Falta para eso, falta mucho, pero los libros tienen paciencia.
Dentro
de esa diversidad de autores, Cristian Cruz es un nombre que suena, tanto por
sus libros como por la aparición cada cierto tiempo de columnas literarias en
medios digitales, en las que hace apología de alguna obra poética o diatribas
contra algún colega. Ese ejercicio ocasional logra levantar cierta polvareda y
alguna toma de posición vehemente, pero imaginamos que más tarde todo se
resuelve amistosamente al calor de las copas de alguna tertulia literaria.
Pero
en realidad debieran interesarnos más las huellas duraderas. Tengo en mis manos Dónde
iremos esta noche (Ediciones Inubicalistas, Valparaíso, 2015), un
título sugerente que transmite con eficacia la sensación de incertidumbre que
recorre las líneas de su quinto libro de poesía. La incertidumbre de un hablante
que no va ni viene de vuelta, sino que merodea en torno a las heridas de su
fracaso, a la evidencia de que los planes que alguna vez se propuso o debió
realizar sucumbieron estrepitosamente.
Las
tres partes en que se divide reiteran el tema y el tono de una vida a la
deriva, que asume con una amarga resignación los signos de su derrota o al
menos el fracaso en relación con cierta concepción que pone a la familia como
eje del mundo.
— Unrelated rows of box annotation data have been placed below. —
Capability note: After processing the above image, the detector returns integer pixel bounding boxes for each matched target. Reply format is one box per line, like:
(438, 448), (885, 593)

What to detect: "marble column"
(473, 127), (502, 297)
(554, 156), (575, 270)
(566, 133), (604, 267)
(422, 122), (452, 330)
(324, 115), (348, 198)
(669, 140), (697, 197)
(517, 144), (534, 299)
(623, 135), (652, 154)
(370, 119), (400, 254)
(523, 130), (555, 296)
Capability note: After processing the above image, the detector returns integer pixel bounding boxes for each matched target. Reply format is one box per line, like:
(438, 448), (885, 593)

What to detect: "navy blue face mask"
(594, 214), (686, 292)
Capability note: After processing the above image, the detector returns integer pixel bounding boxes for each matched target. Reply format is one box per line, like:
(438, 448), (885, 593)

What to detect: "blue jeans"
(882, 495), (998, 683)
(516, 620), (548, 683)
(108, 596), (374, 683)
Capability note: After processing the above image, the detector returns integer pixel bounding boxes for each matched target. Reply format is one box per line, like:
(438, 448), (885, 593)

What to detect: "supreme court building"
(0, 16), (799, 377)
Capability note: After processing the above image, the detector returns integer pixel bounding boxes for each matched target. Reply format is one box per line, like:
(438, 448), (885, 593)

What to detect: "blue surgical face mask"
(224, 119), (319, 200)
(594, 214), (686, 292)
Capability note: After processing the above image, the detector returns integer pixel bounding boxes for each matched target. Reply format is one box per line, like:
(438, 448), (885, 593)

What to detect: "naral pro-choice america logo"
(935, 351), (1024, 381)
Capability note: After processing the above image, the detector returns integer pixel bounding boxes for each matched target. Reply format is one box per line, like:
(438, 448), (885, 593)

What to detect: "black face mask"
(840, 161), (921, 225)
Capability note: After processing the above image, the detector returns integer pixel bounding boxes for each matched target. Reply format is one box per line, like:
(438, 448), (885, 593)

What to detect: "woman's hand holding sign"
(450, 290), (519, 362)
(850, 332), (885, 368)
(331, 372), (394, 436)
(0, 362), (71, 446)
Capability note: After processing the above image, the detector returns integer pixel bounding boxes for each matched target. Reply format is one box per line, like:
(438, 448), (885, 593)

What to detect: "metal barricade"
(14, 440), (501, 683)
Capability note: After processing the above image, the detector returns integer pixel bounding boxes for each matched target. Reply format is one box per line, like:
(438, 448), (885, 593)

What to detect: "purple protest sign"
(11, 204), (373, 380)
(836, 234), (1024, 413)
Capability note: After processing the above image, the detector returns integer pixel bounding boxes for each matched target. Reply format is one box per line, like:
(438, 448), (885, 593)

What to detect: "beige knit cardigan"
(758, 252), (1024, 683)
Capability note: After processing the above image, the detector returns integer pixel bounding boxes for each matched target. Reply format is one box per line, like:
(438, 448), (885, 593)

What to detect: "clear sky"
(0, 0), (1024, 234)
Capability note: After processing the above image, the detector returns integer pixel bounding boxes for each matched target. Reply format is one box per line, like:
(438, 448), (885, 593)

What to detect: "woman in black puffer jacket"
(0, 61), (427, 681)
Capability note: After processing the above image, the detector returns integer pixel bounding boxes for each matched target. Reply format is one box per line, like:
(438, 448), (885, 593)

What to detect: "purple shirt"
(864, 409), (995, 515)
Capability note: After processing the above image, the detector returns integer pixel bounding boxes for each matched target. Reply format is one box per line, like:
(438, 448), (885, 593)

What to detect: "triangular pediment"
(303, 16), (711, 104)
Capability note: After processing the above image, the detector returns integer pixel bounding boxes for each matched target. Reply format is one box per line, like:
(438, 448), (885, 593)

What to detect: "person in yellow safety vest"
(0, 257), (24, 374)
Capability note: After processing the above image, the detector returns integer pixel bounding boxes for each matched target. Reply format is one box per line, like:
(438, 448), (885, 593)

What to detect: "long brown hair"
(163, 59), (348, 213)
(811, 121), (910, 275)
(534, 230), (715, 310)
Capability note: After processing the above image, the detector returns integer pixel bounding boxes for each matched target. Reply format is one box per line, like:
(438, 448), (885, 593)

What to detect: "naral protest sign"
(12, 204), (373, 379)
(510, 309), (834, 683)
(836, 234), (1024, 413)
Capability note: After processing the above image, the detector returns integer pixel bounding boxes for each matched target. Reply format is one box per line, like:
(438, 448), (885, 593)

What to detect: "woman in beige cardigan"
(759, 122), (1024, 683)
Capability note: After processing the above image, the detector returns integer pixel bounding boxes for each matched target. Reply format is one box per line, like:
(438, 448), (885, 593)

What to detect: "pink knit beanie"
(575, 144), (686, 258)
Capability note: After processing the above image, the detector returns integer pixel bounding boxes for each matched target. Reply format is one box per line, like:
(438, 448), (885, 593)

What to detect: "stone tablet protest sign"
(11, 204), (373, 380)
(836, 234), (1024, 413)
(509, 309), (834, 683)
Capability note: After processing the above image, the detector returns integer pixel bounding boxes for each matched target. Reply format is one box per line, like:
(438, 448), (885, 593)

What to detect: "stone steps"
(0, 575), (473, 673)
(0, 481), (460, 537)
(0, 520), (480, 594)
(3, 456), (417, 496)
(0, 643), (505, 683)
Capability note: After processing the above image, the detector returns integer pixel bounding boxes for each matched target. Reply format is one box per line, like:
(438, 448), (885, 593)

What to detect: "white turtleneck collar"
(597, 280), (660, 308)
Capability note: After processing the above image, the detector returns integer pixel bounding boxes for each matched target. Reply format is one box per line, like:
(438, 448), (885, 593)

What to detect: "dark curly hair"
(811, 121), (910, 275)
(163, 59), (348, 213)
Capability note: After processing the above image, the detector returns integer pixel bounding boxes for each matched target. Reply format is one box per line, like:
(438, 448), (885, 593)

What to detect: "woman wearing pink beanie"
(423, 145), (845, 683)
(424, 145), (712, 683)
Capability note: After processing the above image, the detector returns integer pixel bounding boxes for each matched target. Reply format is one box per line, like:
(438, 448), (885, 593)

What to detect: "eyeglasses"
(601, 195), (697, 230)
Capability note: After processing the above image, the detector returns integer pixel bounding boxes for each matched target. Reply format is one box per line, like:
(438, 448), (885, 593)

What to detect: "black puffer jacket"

El personaje que se desprende de los poemas parece entregado a
un extravío donde el sentido de la realidad se desliza por los intersticios, en
los gestos mínimos, al margen de los grandes relatos de la vida y de la muerte.
Como la conversación con el chofer de la carroza fúnebre que transporta el
cuerpo del padre o la imagen del árbol de pascua en el suelo o el mantel
manchado, hay un recurso metonímico en que los objetos hablan por las personas
o un hecho lateral entrega señales de la verdadera catástrofe existencial.
Casa
Después
de freír un bistec, prendí la radio para el programa deportivo,
el mantel lucía manchas de vino y agujeros de cigarrillos.
¿Desde cuándo están estos agujeros?
¿Por qué no he cambiado este mantel?
el mantel lucía manchas de vino y agujeros de cigarrillos.
¿Desde cuándo están estos agujeros?
¿Por qué no he cambiado este mantel?
La
aparente sencillez de estos poemas disimula la complejidad de los sentimientos
y las historias de intimidades fracturadas que se leen entre líneas, narradas
por un antihéroe que asume sin atenuantes su condición de alma a la intemperie,
sin asidero ni tabla de salvación. Ni siquiera se concede el derecho a la
compasión:
A la manera de Esenin
No
llores en los parques,
no escribas cartas temblorosas frente a fotografías
o cajas llenas de ropa;
El amor entre los seres no es nada nuevo,
y el fracaso, por supuesto, tampoco lo es.
no escribas cartas temblorosas frente a fotografías
o cajas llenas de ropa;
El amor entre los seres no es nada nuevo,
y el fracaso, por supuesto, tampoco lo es.
El
poeta deambula en su noche y busca en medio de la oscuridad un camino para su
vida y para su oficio, sin demasiadas esperanzas y más bien masticando el pan
duro de una soledad que se ha forjado por su propia desidia, por sus propios
errores. En ese trance entre una vida desastrosa y una escritura que quiere
descifrarla, el lector puede encontrar esos chispazos luminosos en que
confluyen la belleza del lenguaje y las miserias de la existencia. En ambas, un
corazón palpita dando cuenta de su rotunda humanidad.